‘We feel discouraged’: striking young doctors exhausted but determined to fight on

“I“I’m excited to get back to work, to get back to work,” said Matthew Alexander, a junior radiology resident. “Nobody wants to be here, nobody wants to strike.” Alexander, 30, is one of about 50 junior doctors on the picket line Thursday morning Friarage Hospital in Northallertona bustling market town in Rishi Sunak’s vast North Yorkshire constituency.

It is a sunny day; there is cheerful and enthusiastic singing and a lot of support from drivers who honk, but it is very clear that only Betty, a relaxed 11-year-old jackapoo, is even remotely happy to be here.

Matthew Alexander: ‘No one wants to strike.’ Photo: Mark Pinder/The Guardian

“It’s hard,” said Sarah Peters, 26, a neurosurgery resident. “Explaining alone to family members is difficult and knowing that your colleagues will have a more difficult day at work because you are not there. I didn’t enter this profession for this reason; I got into it to help people, but we have no choice but to strike. It’s sad that it had to come to this.”

The five-day strike by junior doctors is the 11th action in their long-running wage dispute.

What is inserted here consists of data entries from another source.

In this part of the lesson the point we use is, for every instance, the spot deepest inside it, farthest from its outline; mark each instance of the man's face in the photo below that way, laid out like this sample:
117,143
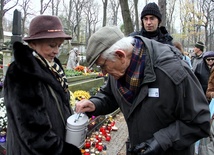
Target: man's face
197,51
150,23
115,68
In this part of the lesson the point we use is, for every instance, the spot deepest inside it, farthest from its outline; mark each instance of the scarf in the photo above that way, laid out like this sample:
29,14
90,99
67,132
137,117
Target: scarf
129,84
55,69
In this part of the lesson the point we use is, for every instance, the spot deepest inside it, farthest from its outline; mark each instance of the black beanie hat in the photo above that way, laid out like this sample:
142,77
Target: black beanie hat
151,9
200,45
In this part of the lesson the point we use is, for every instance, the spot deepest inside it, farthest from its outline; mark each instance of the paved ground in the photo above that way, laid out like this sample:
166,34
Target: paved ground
117,145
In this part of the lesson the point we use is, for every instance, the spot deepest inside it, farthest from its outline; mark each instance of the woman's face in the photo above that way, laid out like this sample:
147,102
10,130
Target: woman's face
210,61
48,48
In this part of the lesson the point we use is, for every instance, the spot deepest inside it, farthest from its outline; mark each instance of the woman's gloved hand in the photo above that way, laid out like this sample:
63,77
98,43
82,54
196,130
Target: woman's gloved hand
149,147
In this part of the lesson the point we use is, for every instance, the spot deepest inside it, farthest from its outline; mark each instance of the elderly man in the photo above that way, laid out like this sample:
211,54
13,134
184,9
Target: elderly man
163,104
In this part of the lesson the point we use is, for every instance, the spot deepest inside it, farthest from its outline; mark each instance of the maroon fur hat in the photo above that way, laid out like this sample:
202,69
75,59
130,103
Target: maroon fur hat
46,26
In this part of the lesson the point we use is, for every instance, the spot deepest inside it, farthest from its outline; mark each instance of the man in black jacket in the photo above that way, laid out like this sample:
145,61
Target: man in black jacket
151,19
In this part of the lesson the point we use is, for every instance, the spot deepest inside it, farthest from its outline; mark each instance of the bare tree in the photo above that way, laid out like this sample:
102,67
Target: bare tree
128,27
91,11
25,8
105,4
3,10
162,6
43,6
169,17
136,15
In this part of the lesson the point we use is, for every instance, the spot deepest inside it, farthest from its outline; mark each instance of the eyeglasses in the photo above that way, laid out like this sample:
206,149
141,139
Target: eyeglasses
208,59
103,65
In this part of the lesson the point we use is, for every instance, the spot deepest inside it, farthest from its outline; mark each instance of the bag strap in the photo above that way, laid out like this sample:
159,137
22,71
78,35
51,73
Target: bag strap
57,103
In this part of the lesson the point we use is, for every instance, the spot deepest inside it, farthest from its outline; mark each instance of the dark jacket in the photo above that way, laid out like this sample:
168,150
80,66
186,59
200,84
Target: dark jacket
202,72
177,117
161,35
34,123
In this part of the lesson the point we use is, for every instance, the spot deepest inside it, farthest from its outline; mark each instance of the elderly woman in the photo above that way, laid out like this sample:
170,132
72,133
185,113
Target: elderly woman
36,93
203,69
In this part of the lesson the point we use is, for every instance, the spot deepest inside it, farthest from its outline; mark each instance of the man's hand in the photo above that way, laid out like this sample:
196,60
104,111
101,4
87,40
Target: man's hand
150,147
84,106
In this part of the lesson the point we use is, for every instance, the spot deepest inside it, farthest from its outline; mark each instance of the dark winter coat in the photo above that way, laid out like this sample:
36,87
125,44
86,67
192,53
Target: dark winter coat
161,35
177,117
34,123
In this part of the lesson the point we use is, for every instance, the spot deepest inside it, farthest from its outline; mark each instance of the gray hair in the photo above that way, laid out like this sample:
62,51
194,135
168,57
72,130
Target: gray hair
124,44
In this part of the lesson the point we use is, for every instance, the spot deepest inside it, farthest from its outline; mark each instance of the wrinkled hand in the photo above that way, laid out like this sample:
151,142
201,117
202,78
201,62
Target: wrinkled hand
84,106
149,147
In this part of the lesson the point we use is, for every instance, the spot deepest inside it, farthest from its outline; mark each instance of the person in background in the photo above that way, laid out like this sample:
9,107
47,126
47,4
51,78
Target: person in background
197,56
150,21
73,59
203,69
210,86
154,89
184,56
36,93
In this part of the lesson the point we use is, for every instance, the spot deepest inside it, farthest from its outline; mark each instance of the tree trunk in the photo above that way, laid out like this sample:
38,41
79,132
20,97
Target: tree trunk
126,17
105,3
162,6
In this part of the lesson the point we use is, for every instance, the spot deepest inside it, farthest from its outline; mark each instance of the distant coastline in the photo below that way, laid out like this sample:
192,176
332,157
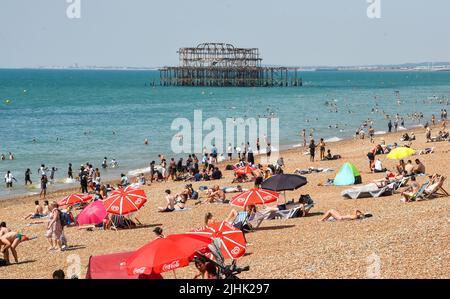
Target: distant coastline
406,67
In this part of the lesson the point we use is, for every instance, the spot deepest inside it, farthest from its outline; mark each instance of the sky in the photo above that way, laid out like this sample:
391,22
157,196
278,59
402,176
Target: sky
148,33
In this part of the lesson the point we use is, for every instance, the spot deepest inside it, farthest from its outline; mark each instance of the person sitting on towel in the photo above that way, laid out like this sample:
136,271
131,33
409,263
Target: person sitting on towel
333,214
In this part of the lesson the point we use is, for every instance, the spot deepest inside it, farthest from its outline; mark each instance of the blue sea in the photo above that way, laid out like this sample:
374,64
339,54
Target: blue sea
54,117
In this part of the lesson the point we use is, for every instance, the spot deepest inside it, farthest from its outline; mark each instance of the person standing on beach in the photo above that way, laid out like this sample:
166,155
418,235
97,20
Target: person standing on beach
54,228
304,137
28,177
322,149
312,150
8,179
152,171
268,151
371,134
42,170
70,172
52,174
250,156
105,163
83,181
44,182
230,152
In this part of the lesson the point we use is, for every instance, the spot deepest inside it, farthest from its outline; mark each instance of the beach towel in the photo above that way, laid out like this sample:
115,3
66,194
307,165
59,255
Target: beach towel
347,175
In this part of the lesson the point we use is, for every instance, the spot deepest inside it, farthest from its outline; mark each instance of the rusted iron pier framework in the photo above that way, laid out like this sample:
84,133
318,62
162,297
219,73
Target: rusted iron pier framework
220,65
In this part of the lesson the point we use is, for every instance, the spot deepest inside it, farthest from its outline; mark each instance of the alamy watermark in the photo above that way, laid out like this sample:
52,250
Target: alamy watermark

People on the picket line say they are exhausted by their working conditions – and just as determined to keep fighting for improvements.

“We feel discouraged,” said Tom Sharp, a trainee GP in Leeds. “I think trainee doctors are fed up with poor wages and conditions and that’s why so many are leaving for places like New Zealand where the wages and conditions are so much better.”

The five-day strike by trainee doctors is the eleventh action in their long-running pay dispute. Photo: Mark Pinder/The Guardian

He adds: “Unfortunately, that has a direct impact on patient care here. People will not get the NHS they deserve.”

Sharp knows people who have left the NHS and moved to other countries. “They will stay there, they will not return to the NHS,” he says. “I’ve thought about it too. I think it would be difficult to find a doctor who hasn’t thought about it.”

Those sentiments are echoed by Emma Runswick, a junior doctor in Greater Manchester and deputy chairman of the BMA council. She has friends who have gone to New Zealand and were recently back in Britain for a wedding.

“They said, ‘Look at the state of the NHS in this country, look how much better off we are in New Zealand.’ They are a couple and get paid 70% and 100% more than us (her and her partner) for the same hours. Why? Why would they want to come back? And they work in a service where they don’t have to constantly apologize for the delays we see here. They don’t have to apologize. They are fully staffed.”

Runswick understands that some people look at the 35% wage requirement set by junior doctors and think it is a lot. “It sounds ridiculous, but it only sounds ridiculous because we’ve lost so much. We are only asking for the wages we received in 2008.”

Emma Runswick: ‘All we are asking for is the wages we received in 2008.’ Photo: Mark Pinder/The Guardian

Runswick says the money the doctors are asking for is a “bargain” in the scheme of things “and not even close to what we could get paid elsewhere”.

It’s also a dispute over patient safety, say those on the picket line. Peters says burnout is “rampant” in the NHS, with medics permanently working in understaffed environments.

“The government has had so many opportunities to negotiate,” she says. “My understanding is that they have now spent more on the strikes than they would have needed to get us the wage deal we asked for. When they say there is no money, clearly there is.”

Some observers have wondered why a strike is necessary when the current government appears to be on its way. Shadow Health Secretary Wes Streeting has promised to start negotiations on his first day in office.

The Northallerton picket line is less than 10 minutes from Sunak’s country home in North Yorkshire. Runswick said: “We are dealing with the government we have at the moment which is led by Rishi Sunak. We’ve been asking for something credible from him for 20 months. If we don’t take action, our wages will continue to fall in real terms and our colleagues will continue to leave the country.”

She says the mix of emotions on the picket line is reflected more widely in the NHS. “There has been a lot of despair, but one thing the dispute has given doctors is that they can turn that despair into a little bit of anger, a little bit of hope. We are finally doing something about the deterioration of service.”